Shapito show : Objet Filmique Non Identifié

Un tournage de huit mois étalé sur trois années, pour un premier montage de 7 heures… Voilà qui donne une idée de l’ampleur du deuxième long métrage de Sergey Loban, l’un des symboles du cinéma underground Russe depuis son premier film, Pyl, réalisé en 2005.

Véritable fresque surréaliste dont l’ambiance générale n’est pas sans rappeler Jodorowski, Shapito show est sorti sur les écrans cette semaine, en deux parties (de 100 et 110 minutes), elles-mêmes composées de deux chapitres chacune. Soit donc, au total, quatre tableaux mettant en scène des êtres à la dérive, prisonniers de leurs obsessions, rêves et traumatismes, et tous à la recherche d’un moyen de communication qui leur permettrait de s’entourer, enfin, d’un peu de chaleur humaine. Le premier chapitre, Amour, décrit la première rencontre réelle d’un couple qui s’était formé sur internet ; le deuxième, Amitié, suit un jeune sourd qui s’attire le mépris de ses amis pour avoir accepté d’être le sujet d’un reportage ; le troisième, Respect, montre la relation violente d’un père et de son fils, qui s’étaient perdus de vue depuis 8 ans ; enfin, Association raconte le projet d’un jeune producteur voulant lancer la carrière d’un sosie d’un musicien légendaire.

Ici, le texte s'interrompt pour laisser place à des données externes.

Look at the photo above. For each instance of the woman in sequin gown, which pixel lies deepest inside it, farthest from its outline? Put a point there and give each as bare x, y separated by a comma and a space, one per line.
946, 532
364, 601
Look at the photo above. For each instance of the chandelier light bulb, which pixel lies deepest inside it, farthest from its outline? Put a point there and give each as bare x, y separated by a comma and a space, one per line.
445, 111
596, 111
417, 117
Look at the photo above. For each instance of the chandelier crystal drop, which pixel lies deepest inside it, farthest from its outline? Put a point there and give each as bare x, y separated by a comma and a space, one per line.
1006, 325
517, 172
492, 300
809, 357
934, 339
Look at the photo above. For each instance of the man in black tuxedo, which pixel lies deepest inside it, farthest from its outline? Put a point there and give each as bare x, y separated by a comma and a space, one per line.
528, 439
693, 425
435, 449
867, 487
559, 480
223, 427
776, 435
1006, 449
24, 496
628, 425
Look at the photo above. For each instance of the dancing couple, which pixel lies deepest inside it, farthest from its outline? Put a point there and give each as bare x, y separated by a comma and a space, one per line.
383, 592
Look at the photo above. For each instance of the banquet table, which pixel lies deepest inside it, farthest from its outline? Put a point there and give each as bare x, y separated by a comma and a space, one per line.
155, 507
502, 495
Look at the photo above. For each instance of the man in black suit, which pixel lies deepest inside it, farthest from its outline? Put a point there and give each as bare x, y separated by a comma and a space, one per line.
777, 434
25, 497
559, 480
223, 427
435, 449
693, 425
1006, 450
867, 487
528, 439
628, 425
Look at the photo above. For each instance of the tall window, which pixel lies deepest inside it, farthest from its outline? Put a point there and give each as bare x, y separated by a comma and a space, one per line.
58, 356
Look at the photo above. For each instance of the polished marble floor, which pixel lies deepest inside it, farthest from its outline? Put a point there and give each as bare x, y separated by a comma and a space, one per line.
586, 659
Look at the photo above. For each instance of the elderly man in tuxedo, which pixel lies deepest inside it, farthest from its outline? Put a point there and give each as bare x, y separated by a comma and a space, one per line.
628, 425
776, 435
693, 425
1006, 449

Tous ces personnages vont se retrouver dans un village de Crimée, au bord de la mer Noire, autour d’une mystérieuse compagnie de théâtre proposant le fameux Shapito Show, à la fois élément concret du récit et scène imagée sur laquelle les personnages viennent chanter leurs doutes et leurs espoirs, face caméra. A l’image de ces séquences surréelles, les éléments loufoques et les personnages fantasques sont, dans le film, monnaie courante. Le détail incongru et le décalage de ton sont sans cesse de mise, et la poétique symbolique peut parfois sembler forcée (à l’image de la tempête dans laquelle sont physiquement pris les héros, métaphore de leur tempête psychologique)… Mais, à mesure que les récits se croisent, que les scènes se répètent, filmées de différents points de vue, que les thèmes musicaux, volontairement kitschs, finissent par constituer une mélodie entêtante, on se laisse prendre avec plaisir à cette fresque aussi attachante que bancale, qui a pour avantage – et pas des moindres! – de regorger d’idées : les situations, les cadrages, et les personnages sont d’une grande originalité, et on a l’impression de jeter un coup d’oeil, à la dérobée, à un carnet de croquis d’un dessinateur à l’imagination débordante. Si l’on sort un peu confus de Shapito Show, on s’en trouve également grandement stimulé. Ce qui est sans doute l’essentiel – en attendant une oeuvre plus compacte de ce réalisateur au talent indéniable.

Shapito Show, Parties 1 & 2, Sergei Loban, avec Aleksey Znamesnskiy, Piotr Mamononv, Stas Bareskiy, Russie, 3h41.